Proactive Archiving Strategy

The key insight is that waiting for PreCompact to fire is too late -- by then, the context window is already full and compaction is imminent. Instead, we archive proactively on every user prompt via the UserPromptSubmit hook:

  1. UserPromptSubmit (every prompt): Reads transcript, chunks, dedup-checks, stores only NEW turns. Cost: ~50ms for incremental archive (most turns already stored). This means context is ALWAYS persisted before it can be lost.

  2. PreCompact (safety net): Runs the same archive logic as a final pass. Because proactive archiving already stored most turns, this typically stores 0-2 new entries. Ensures nothing slips through.

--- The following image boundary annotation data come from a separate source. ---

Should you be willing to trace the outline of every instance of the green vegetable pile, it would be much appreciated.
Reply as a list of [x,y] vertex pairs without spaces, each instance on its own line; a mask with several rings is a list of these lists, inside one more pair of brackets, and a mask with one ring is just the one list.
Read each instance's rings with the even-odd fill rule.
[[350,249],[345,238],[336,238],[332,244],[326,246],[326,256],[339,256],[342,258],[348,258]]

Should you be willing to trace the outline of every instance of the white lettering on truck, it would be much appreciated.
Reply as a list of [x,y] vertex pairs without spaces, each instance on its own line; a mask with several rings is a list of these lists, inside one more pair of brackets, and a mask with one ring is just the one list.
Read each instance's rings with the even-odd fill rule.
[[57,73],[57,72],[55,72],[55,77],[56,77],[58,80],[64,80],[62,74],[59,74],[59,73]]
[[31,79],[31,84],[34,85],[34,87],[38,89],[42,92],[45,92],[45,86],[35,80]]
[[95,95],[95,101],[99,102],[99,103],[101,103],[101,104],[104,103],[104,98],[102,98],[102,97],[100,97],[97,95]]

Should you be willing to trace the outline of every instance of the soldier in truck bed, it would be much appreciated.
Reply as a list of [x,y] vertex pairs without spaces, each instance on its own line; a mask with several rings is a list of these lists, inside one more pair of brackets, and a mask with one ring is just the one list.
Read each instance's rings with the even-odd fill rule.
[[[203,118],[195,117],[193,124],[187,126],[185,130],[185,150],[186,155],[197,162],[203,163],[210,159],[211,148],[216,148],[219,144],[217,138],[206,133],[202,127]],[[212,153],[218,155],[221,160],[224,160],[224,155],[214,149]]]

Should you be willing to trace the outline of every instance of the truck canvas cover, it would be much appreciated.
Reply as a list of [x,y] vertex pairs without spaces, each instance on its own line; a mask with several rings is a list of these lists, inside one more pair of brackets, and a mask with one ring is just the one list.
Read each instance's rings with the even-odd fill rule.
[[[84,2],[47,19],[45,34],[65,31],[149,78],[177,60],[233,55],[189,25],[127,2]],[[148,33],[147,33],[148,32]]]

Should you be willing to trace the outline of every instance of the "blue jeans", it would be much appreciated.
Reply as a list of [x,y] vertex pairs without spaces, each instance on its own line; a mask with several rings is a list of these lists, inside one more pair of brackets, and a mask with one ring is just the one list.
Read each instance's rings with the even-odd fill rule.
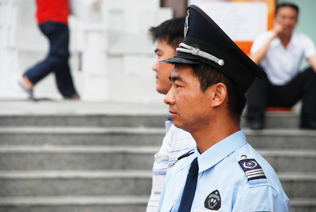
[[48,21],[40,25],[39,27],[49,40],[49,52],[46,59],[27,70],[23,76],[35,84],[51,72],[54,72],[58,89],[64,96],[70,97],[76,92],[68,64],[68,26]]

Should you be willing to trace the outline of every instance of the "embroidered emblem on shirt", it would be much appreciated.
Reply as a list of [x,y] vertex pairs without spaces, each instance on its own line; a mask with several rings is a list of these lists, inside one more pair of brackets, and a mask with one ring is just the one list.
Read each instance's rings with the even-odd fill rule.
[[255,159],[241,160],[238,163],[245,172],[248,181],[256,179],[266,179],[261,167]]
[[204,201],[204,207],[209,209],[217,210],[221,208],[221,195],[218,190],[208,195]]

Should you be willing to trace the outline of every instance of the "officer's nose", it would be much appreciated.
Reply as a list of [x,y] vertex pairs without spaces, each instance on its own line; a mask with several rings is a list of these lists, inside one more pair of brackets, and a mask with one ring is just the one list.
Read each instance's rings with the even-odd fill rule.
[[174,99],[174,86],[171,87],[169,90],[169,92],[167,94],[163,99],[163,101],[165,104],[171,105],[173,105],[175,103],[175,100]]

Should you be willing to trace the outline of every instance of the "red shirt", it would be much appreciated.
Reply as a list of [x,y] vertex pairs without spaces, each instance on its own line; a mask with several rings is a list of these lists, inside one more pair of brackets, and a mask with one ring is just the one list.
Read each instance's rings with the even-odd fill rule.
[[67,0],[36,0],[39,24],[52,21],[67,24],[69,15]]

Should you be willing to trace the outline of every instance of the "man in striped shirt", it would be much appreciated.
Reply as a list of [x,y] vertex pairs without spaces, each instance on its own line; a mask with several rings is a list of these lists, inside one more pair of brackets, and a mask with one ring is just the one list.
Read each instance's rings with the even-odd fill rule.
[[[176,48],[183,39],[185,20],[185,17],[172,19],[149,30],[153,41],[158,41],[155,50],[158,59],[152,69],[156,72],[156,89],[161,94],[167,94],[171,87],[169,77],[174,65],[159,61],[177,54]],[[155,155],[152,187],[146,212],[156,211],[164,180],[173,162],[179,156],[194,149],[196,145],[189,133],[175,127],[172,118],[169,116],[167,118],[166,136],[160,150]]]

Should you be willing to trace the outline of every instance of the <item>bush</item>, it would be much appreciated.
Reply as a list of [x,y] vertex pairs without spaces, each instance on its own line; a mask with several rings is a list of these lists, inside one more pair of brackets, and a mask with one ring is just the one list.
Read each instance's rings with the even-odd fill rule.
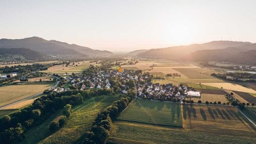
[[51,132],[56,132],[60,129],[60,124],[57,122],[52,122],[49,127]]

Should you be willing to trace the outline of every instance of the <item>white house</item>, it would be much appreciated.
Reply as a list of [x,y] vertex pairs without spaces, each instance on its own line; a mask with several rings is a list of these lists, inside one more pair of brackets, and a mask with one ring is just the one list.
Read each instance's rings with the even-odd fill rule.
[[191,97],[200,97],[201,93],[200,92],[195,92],[195,91],[188,91],[188,96]]

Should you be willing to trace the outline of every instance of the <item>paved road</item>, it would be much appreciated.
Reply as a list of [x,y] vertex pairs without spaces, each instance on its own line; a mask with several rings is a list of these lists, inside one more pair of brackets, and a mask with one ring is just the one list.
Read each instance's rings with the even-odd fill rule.
[[[60,79],[58,78],[57,77],[55,77],[58,79],[57,83],[56,83],[56,84],[54,86],[52,86],[52,87],[51,87],[51,88],[49,88],[49,90],[56,88],[58,86],[58,85],[59,85],[59,83],[60,83]],[[16,102],[10,103],[10,104],[9,104],[5,105],[5,106],[1,106],[1,107],[0,107],[0,110],[3,109],[4,109],[4,108],[6,108],[6,107],[8,107],[8,106],[12,106],[12,105],[14,105],[14,104],[19,104],[19,103],[20,103],[20,102],[21,102],[24,101],[24,100],[29,100],[29,99],[34,99],[34,98],[36,98],[36,97],[40,96],[41,95],[42,95],[42,94],[43,94],[43,92],[39,93],[37,93],[37,94],[36,94],[36,95],[32,95],[32,96],[26,97],[26,98],[25,98],[25,99],[19,100],[18,100],[18,101],[16,101]]]

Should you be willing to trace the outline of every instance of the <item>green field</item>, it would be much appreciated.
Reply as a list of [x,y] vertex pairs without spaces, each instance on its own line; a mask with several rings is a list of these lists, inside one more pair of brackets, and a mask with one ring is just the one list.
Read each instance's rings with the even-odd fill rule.
[[164,125],[182,125],[179,103],[141,99],[131,103],[117,119]]
[[17,109],[0,110],[0,118],[12,113],[15,111],[17,111]]
[[25,134],[26,139],[21,143],[76,143],[90,130],[97,114],[118,99],[115,95],[85,99],[82,104],[72,108],[72,116],[65,127],[52,134],[48,129],[49,125],[52,120],[62,115],[62,110],[58,111],[42,124],[29,129]]
[[256,124],[256,108],[246,107],[243,110],[243,112],[251,119],[255,124]]
[[183,129],[115,122],[107,143],[255,143],[255,130],[235,108],[185,105],[181,111]]
[[192,87],[193,88],[199,88],[199,89],[209,89],[209,90],[220,90],[220,88],[210,86],[205,86],[203,84],[199,84],[196,83],[188,83],[189,86]]

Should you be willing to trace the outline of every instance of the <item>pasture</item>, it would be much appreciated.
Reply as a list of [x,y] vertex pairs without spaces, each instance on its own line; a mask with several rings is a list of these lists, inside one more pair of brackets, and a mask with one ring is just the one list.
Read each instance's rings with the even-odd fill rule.
[[256,103],[256,97],[253,97],[250,93],[240,92],[237,91],[234,91],[234,92],[240,97],[241,97],[243,99],[244,99],[245,100],[248,102],[249,103],[252,103],[252,102]]
[[192,87],[195,89],[220,90],[220,88],[218,88],[216,87],[212,87],[212,86],[206,86],[206,85],[203,85],[203,84],[196,84],[196,83],[188,83],[188,85],[189,87]]
[[243,112],[251,119],[255,124],[256,124],[256,107],[246,107]]
[[216,87],[218,88],[223,88],[225,90],[234,90],[234,91],[238,91],[241,92],[246,92],[246,93],[256,93],[256,91],[244,87],[243,86],[230,83],[201,83],[202,84],[210,86],[212,87]]
[[212,79],[213,77],[204,74],[203,72],[207,70],[205,68],[175,68],[174,70],[186,76],[191,79]]
[[156,125],[182,126],[180,105],[170,102],[136,99],[117,118]]
[[[118,95],[99,96],[85,99],[82,104],[72,108],[72,116],[67,125],[52,134],[48,129],[49,125],[62,114],[61,110],[54,114],[49,120],[26,132],[26,138],[22,143],[77,143],[79,138],[90,129],[98,113],[118,99]],[[39,135],[35,137],[35,134]]]
[[[49,67],[46,70],[43,70],[43,72],[47,73],[56,73],[56,74],[63,74],[65,72],[68,73],[79,73],[83,70],[88,68],[90,65],[97,65],[95,62],[90,63],[89,61],[75,62],[74,65],[72,66],[72,63],[70,63],[68,67],[65,67],[65,65],[55,65]],[[76,66],[77,65],[77,66]]]
[[181,109],[184,129],[117,121],[108,143],[254,143],[256,140],[255,131],[234,108],[185,105]]
[[[188,99],[190,100],[190,99]],[[194,100],[194,102],[197,102],[199,100],[202,101],[202,102],[205,103],[206,101],[209,102],[221,102],[221,104],[227,103],[228,102],[224,95],[216,95],[216,94],[205,94],[202,93],[201,98],[191,98],[191,100]]]
[[0,67],[4,67],[5,66],[8,67],[13,67],[15,65],[31,65],[35,63],[40,63],[40,64],[49,64],[52,63],[56,63],[58,61],[40,61],[40,62],[34,62],[34,63],[13,63],[13,64],[8,64],[8,65],[1,65]]
[[28,97],[43,92],[51,87],[52,83],[22,83],[0,87],[0,106],[18,101]]

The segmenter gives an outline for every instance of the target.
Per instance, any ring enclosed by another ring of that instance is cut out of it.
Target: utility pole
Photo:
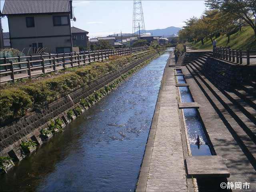
[[[123,42],[123,36],[122,35],[122,31],[121,31],[121,43]]]
[[[139,36],[140,36],[140,23],[139,23]]]

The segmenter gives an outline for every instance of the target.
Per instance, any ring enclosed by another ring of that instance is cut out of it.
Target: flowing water
[[[0,190],[134,191],[172,50],[1,176]]]
[[[182,74],[180,70],[176,70],[177,74]],[[177,76],[178,83],[186,83],[184,77]],[[179,87],[180,100],[182,102],[194,102],[188,87]],[[204,132],[204,127],[199,114],[195,109],[183,109],[188,140],[192,155],[212,155],[208,144],[208,140]],[[199,136],[200,145],[197,143],[197,136]]]

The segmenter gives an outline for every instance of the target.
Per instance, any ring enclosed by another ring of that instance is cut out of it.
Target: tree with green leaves
[[[206,4],[210,9],[243,20],[253,29],[256,37],[256,0],[207,0]]]
[[[147,44],[147,40],[144,39],[139,39],[134,42],[132,45],[134,47],[145,46]]]

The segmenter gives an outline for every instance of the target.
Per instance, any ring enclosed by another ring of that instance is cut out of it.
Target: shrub
[[[24,152],[28,153],[29,152],[30,149],[35,147],[37,145],[37,144],[36,142],[31,140],[29,140],[26,141],[22,141],[20,144],[20,146]]]
[[[1,90],[0,94],[1,122],[10,118],[24,116],[28,109],[32,106],[31,97],[24,91],[16,88]]]
[[[41,130],[40,132],[42,135],[46,137],[48,137],[48,135],[52,134],[52,131],[46,128],[42,129],[42,130]]]
[[[51,132],[54,132],[56,129],[58,129],[60,130],[61,129],[61,124],[60,125],[57,124],[56,122],[54,122],[53,120],[51,120],[50,125],[48,126],[49,130]]]
[[[68,119],[70,120],[72,118],[72,116],[74,115],[73,110],[72,110],[72,109],[69,110],[67,113],[67,115],[68,115]]]
[[[6,164],[6,165],[5,165]],[[6,168],[9,165],[14,165],[12,158],[9,157],[0,157],[0,170],[6,172]]]
[[[95,98],[95,99],[97,100],[98,100],[103,96],[102,94],[101,93],[97,92],[96,91],[94,91],[94,97]]]
[[[89,103],[88,103],[88,102],[84,98],[80,100],[80,104],[84,107],[90,107],[90,105],[89,104]]]
[[[82,114],[82,108],[80,106],[78,106],[75,108],[75,110],[76,110],[76,112],[78,115],[80,115]]]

  3. SessionStart (restore): After compaction, queries the archive and injects the most relevant turns back into the new context window.

Result: Compaction becomes invisible. The "Context left until auto-compact: 11%" warning is no longer a threat because all information is already persisted in the SQLite/RuVector database and will be restored after compaction.

Transcript Parsing

The transcript_path is a JSONL file where each line is an SDKMessage:

Message TypeContentAction
usermessage.content[] (text blocks, tool_result blocks)Extract: user prompts, tool results
assistantmessage.content[] (text blocks, tool_use blocks)Extract: responses, tool calls with inputs
resultSession summary, usage statsExtract: cost, turn count
system (init)Tools, model, MCP serversSkip (not conversation content)
stream_eventPartial streaming dataSkip (redundant with complete messages)
tool_progressElapsed time updatesSkip

Chunking Strategy

Messages are grouped into conversation turns:

Chunk N = {
  userMessage: SDKUserMessage,
  assistantMessage: SDKAssistantMessage,
  toolCalls: [
    { name: 'Edit', input: { file_path: '...' } },
    { name: 'Bash', input: { command: '...' } },
  ],
  metadata: {
    toolNames: ['Edit', 'Bash'],
    filePaths: ['/src/foo.ts'],
    turnIndex: N,
    timestamp: '...',
  }
}

Boundary rules:

  • New user message (non-synthetic) = new chunk
  • Cap at last 500 messages for timeout safety
  • Skip synthetic user messages (tool result continuations)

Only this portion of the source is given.